Here, the indictment charged Bautista with committing aggravated assault by two alternate manners and means. Paragraph A of Count I of the indictment alleged that Bautista “did use or exhibit a deadly weapon, namely: a firearm, and Edward Bautista did intentionally, knowingly and recklessly cause bodily injury to Jonathan Allan Alvarez ․ by shooting the complainant with said deadly weapon.” See Tex. Penal Code Ann. § 22.02(a)(2) (West 2011). Paragraph B of Count I alleged that Bautista “intentionally, knowingly and recklessly cause[d] serious bodily injury to ․ Jonathan Allan Alvarez ․ by shooting a projectile at and in the direction of the complainant.” See Tex. Penal Code Ann. § 22.02(a)(1) (West 2011). The two alternate manners and means of committing aggravated assault were submitted disjunctively in the jury charge, thereby authorizing the jury to convict Bautista of aggravated assault under either theory. See Gamboa v. State, 296 S.W.3d 574, 582–83 (Tex.Crim.App.2009) (alternate theories of committing the same offense may be submitted disjunctively in the jury charge without violating the right to jury unanimity); Kitchens v. State, 823 S.W.2d 256, 258 (Tex.Crim.App.1991). Bautista did not object to this portion of the jury charge, and did not request submission of a special issue on use of a deadly weapon. The jury returned a general verdict finding Bautista “guilty of aggravated assault as charged in the indictment.” The trial court's judgment states that Bautista was convicted of aggravated assault with a deadly weapon under Count I, Paragraph A, of the indictment and section 22.02(a)(2) of the Penal Code; the judgment contains an affirmative deadly weapon finding.

Both of the alleged means of committing aggravated assault charged in the indictment involve the use of a deadly weapon. Landrian v. State, 268 S.W.3d 532, 538 (Tex.Crim.App.2008). Paragraph A explicitly alleged Bautista used or exhibited a deadly weapon, i.e., a firearm, during commission of the assault, while Paragraph B alleged Bautista caused serious bodily injury to Alvarez; “causing serious bodily injury” necessarily implies the use of a deadly weapon. Id.; Blount v. State, 257 S.W.3d 712, 714 (Tex.Crim.App.2008); see Vallado v. State, 350 S.W.3d 257, 260 (Tex.App.-San Antonio 2011, pet. struck). Therefore, the indictment's allegation of both means of committing aggravated assault put Bautista on notice that use of a deadly weapon would be an issue at trial and that an affirmative finding on use of a deadly weapon would be inherent in the return of a guilty verdict.

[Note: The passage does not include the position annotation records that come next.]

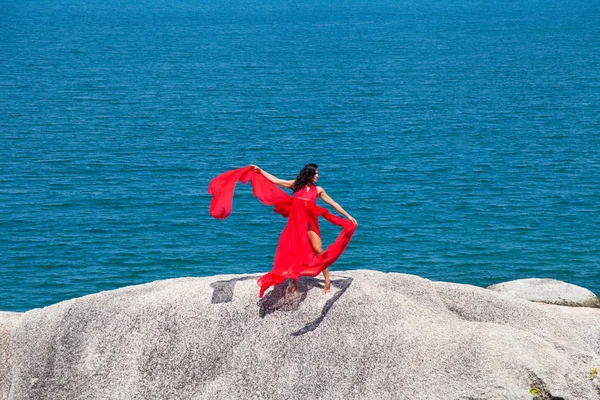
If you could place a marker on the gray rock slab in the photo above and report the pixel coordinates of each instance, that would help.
(548, 291)
(8, 322)
(376, 335)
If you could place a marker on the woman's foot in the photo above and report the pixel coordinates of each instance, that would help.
(292, 287)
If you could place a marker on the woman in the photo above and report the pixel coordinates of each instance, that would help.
(299, 250)
(305, 194)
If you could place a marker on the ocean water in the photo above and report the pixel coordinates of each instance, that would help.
(464, 136)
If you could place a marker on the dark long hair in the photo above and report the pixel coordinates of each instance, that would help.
(305, 177)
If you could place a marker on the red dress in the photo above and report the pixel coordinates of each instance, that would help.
(294, 256)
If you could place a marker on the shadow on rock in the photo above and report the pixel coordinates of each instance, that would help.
(279, 300)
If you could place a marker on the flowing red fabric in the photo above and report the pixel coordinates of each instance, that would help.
(294, 256)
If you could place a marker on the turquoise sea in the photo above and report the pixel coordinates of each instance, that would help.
(464, 136)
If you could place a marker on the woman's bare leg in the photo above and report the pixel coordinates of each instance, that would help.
(317, 245)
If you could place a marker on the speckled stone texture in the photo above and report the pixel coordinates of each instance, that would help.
(8, 321)
(548, 291)
(375, 336)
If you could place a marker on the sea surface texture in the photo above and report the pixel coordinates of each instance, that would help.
(464, 136)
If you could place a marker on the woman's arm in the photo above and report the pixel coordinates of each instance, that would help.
(273, 178)
(325, 197)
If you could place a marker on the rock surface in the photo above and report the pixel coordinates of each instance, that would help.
(8, 321)
(376, 335)
(548, 291)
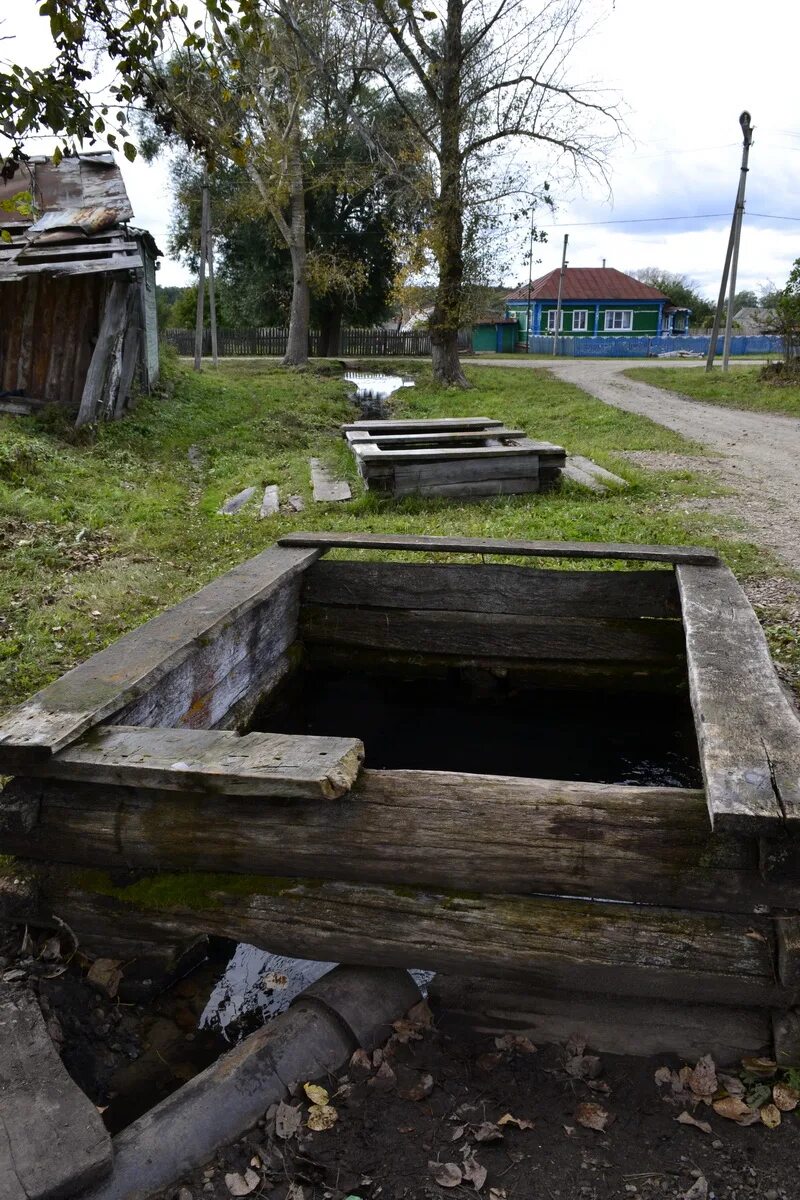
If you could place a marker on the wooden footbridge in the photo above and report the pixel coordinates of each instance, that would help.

Blount, 257 S.W.3d at 714. Because use of a deadly weapon was pled in the indictment, and the jury found Bautista guilty of aggravated assault “as charged in the indictment,” the judgment properly contains an affirmative finding that a deadly weapon was used during commission of the offense. See Polk, 693 S.W.2d at 394 (when use or exhibition of deadly weapon is pled in the indictment, a de facto affirmative finding on use of a deadly weapon is made when the jury finds the defendant guilty “as charged in the indictment”); see also Garcia v. State, 17 S.W.3d 1, 5 (Tex.App.-Houston [1st Dist.] 1999, pet. ref'd) (where jury found defendant “guilty of aggravated assault as charged in the indictment,” and indictment alleged use of a deadly weapon during commission of assault, it was not necessary for jury to answer special issue on deadly weapon). Accordingly, we overrule Bautista's issue requesting reformation of the judgment.

Conclusion

Based on the foregoing reasons, we affirm the trial court's judgment.

Opinion by: PHYLIS J. SPEEDLIN, Justice.